Geena Cruz, community and civil rights activist – Minister Joseph Brown was a marvelous man, minster, mentor, and motivational speaker. He was a civil rights, political and community activist who paved the way for many of us. His best quality was that he loved the Lord, and truly blessed everyone he came into in contact with. Joe was a powerful, prayerful man, and saw in us what we may have never seen in ourselves – “potential.” His friendship was genuine. And, let’s not forget that he loved being a “Que Dog,” Omega Psi Phi. He was truly a political genius.”
Zola Brown, executive vice president, Coalition of Black Trade Unionists –“Joe was our community father. A great activist for the people, Joe always got to the core of issues, and eloquently gave you a resolve.”

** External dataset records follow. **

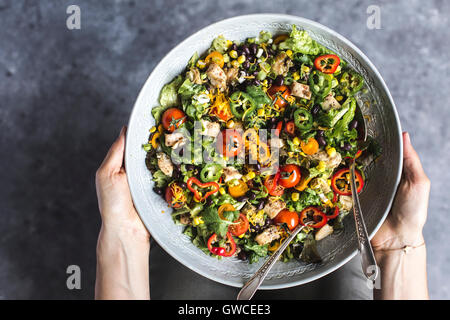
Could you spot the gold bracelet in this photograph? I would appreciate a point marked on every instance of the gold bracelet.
(405, 249)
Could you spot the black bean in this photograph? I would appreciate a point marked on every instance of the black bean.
(261, 204)
(242, 199)
(315, 110)
(253, 48)
(321, 141)
(208, 201)
(251, 195)
(158, 190)
(353, 124)
(242, 255)
(347, 146)
(279, 80)
(245, 50)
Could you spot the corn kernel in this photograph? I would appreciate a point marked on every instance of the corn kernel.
(201, 64)
(331, 152)
(321, 166)
(230, 124)
(197, 221)
(251, 175)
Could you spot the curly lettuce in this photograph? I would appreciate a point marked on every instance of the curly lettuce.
(300, 41)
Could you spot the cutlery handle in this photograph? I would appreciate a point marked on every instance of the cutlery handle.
(249, 289)
(368, 262)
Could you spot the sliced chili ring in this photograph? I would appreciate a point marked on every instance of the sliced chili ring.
(221, 251)
(341, 182)
(327, 63)
(334, 214)
(313, 214)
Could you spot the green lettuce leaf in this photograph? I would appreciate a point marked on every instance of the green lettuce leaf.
(219, 44)
(300, 41)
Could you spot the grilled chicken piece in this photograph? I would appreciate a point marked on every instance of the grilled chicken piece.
(330, 162)
(346, 202)
(268, 235)
(231, 173)
(273, 207)
(194, 76)
(324, 232)
(300, 90)
(217, 76)
(164, 163)
(210, 129)
(282, 64)
(175, 140)
(330, 103)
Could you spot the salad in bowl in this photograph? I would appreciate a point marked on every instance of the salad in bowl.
(254, 138)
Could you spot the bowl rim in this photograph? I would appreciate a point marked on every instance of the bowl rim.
(274, 16)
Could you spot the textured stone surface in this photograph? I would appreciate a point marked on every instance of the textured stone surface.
(65, 94)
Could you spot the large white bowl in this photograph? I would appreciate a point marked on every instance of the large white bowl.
(336, 249)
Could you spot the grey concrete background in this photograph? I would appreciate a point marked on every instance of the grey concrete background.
(65, 94)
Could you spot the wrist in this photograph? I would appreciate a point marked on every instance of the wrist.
(113, 239)
(399, 242)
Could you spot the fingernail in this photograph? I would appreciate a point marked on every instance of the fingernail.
(407, 137)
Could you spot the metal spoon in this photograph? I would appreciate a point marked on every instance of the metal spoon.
(368, 262)
(249, 289)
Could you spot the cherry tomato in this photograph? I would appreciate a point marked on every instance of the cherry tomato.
(215, 57)
(341, 182)
(230, 144)
(311, 147)
(272, 186)
(240, 227)
(173, 118)
(278, 128)
(290, 175)
(290, 128)
(238, 190)
(276, 91)
(288, 217)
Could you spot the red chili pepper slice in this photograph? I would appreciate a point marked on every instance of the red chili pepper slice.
(327, 63)
(312, 213)
(334, 214)
(194, 180)
(341, 182)
(220, 251)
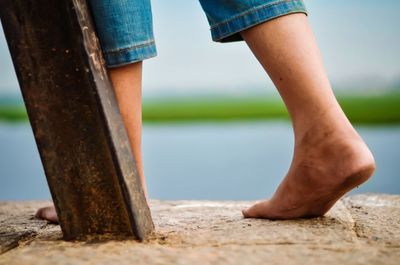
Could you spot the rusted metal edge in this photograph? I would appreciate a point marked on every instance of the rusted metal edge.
(93, 198)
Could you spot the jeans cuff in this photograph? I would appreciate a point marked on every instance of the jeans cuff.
(130, 55)
(228, 31)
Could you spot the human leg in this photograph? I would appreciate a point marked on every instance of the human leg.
(330, 158)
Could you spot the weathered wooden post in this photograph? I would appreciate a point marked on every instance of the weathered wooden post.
(75, 118)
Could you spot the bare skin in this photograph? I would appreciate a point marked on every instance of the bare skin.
(127, 82)
(330, 158)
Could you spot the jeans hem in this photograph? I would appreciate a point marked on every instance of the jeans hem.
(229, 30)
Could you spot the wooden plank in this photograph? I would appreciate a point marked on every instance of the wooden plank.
(75, 118)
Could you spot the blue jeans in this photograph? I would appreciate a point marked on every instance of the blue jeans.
(125, 27)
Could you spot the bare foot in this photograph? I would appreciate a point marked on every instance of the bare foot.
(47, 213)
(327, 163)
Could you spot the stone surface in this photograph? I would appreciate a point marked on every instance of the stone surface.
(361, 229)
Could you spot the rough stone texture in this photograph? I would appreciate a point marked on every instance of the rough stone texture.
(361, 229)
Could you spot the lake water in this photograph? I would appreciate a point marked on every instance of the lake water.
(225, 161)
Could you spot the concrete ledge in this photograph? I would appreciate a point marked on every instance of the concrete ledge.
(361, 229)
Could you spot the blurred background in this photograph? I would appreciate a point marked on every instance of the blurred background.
(214, 125)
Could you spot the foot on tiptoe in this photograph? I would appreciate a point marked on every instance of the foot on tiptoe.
(326, 165)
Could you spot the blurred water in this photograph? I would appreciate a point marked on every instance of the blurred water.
(200, 161)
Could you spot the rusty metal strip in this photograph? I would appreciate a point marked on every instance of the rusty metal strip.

Jamie Romeo, Monroe County Democratic Party Chair – “He was one of the aides we had for Ted Obrien when we were in the Senate, when I was Ted’s chief of staff. Joe always had a way of bringing people together, and he was such a key part of the family. We really just had so many people, from so many parts of the county. We learned so much from him, and he definitely was very passionate. He was so active, and he was involved in so many great things in the area. It’s kind of difficult, in a few words, to put down what he really meant to us, but he’ll be really greatly missed. His passing came as a shock, not only to me, but to a great many people.”